2

I am trying to stem a Corpus using stemDocument in the R language tm package which calls Java. I have tried the example in the tm manual:

data("crude")
crude[[1]]
stemDocument(crude[[1]])

and get the following error:

Could not initialize the GenericProperitiesCreator.  This exception was produced:  
java.lang.NullPointerException

Any help appreciated. I know nothing about Java.

Thanks

user974490
  • 31
  • 1
  • 4

3 Answers3

1

Snowball stemmer (snowball.jar) cannot find the weka.jar file.

On your computer, you need to search for a file called weka.jar . On my linux system, it is located in

/usr/local/lib/R/site-library/RWekajars/java/weka.jar

Then, in your R code, add lines similar to these at the top:

wekajar="/usr/local/lib/R/site-library/RWekajars/java/weka.jar"
oldcp=Sys.getenv("CLASSPATH")
newcp=NULL
Sys.setenv(CLASSPATH=paste(wekajar,newcp, sep=":"))

library("tm")    
data("crude")
stemDocument(crude[[1]], language = "english" )

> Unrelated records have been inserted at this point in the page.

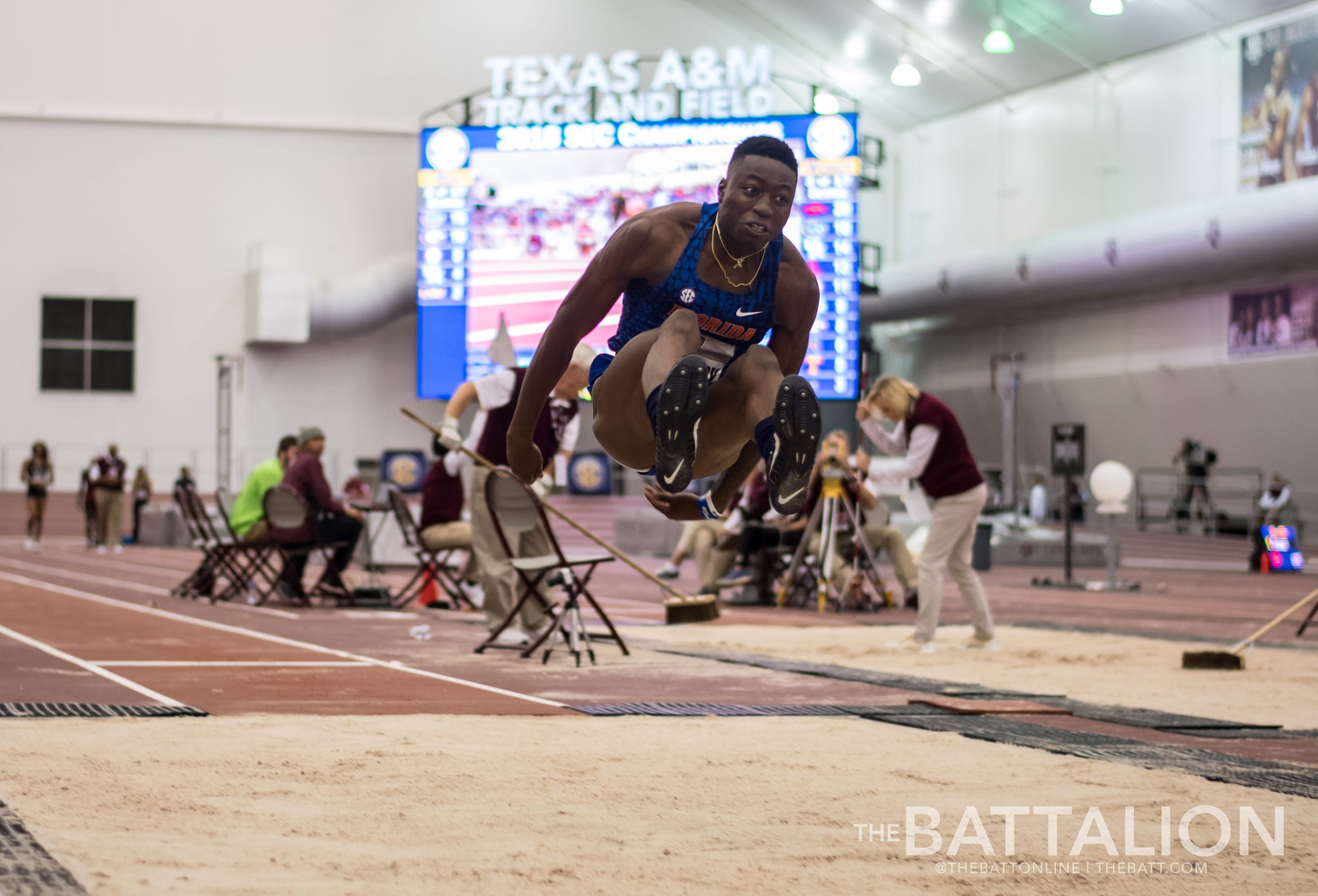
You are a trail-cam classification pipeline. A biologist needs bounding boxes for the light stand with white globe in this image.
[1085,460,1140,592]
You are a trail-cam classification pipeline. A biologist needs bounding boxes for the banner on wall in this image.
[1227,281,1318,357]
[1240,16,1318,188]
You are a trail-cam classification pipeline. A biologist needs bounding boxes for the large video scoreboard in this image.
[417,115,859,398]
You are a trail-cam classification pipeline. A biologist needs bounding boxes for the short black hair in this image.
[727,134,796,174]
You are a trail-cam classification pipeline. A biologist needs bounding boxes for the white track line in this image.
[0,572,567,708]
[0,557,302,619]
[29,551,191,580]
[0,626,183,707]
[87,660,370,669]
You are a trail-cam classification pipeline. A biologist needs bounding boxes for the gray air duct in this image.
[247,252,417,344]
[861,178,1318,321]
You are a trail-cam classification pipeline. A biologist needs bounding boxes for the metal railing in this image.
[0,441,356,495]
[1135,467,1264,535]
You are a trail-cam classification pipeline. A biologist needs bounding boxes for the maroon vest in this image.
[421,458,463,528]
[907,393,984,498]
[476,368,577,467]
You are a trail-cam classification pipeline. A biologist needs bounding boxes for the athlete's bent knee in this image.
[662,308,700,339]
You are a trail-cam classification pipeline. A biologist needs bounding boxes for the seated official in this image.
[421,436,476,582]
[229,436,298,542]
[277,427,362,598]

This sets the Java CLASSPATH for the R Session to the weka.jar file from above . Your existing classpath will be reset, though. You can try to add the old entries back if you have some , and if you need them.

knb
  • 9,138
  • 4
  • 58
  • 85
1

Good question, did you work it out?

I get the same error with the only the code that you have. But if you follow the example from the start (ie. at the heading 'transformations on p. 1) and you create a corpus and convert it to a Plain Text Document then you avoid the Java error. I guess that the code example in the manual assumes you've already done those two steps.

That said, when I inspect the results, there's no actual stemming... I can't even get @user813966's simple example of stemDocument to do any stemming. I'm looking at the RStem and SnowBall packages instead.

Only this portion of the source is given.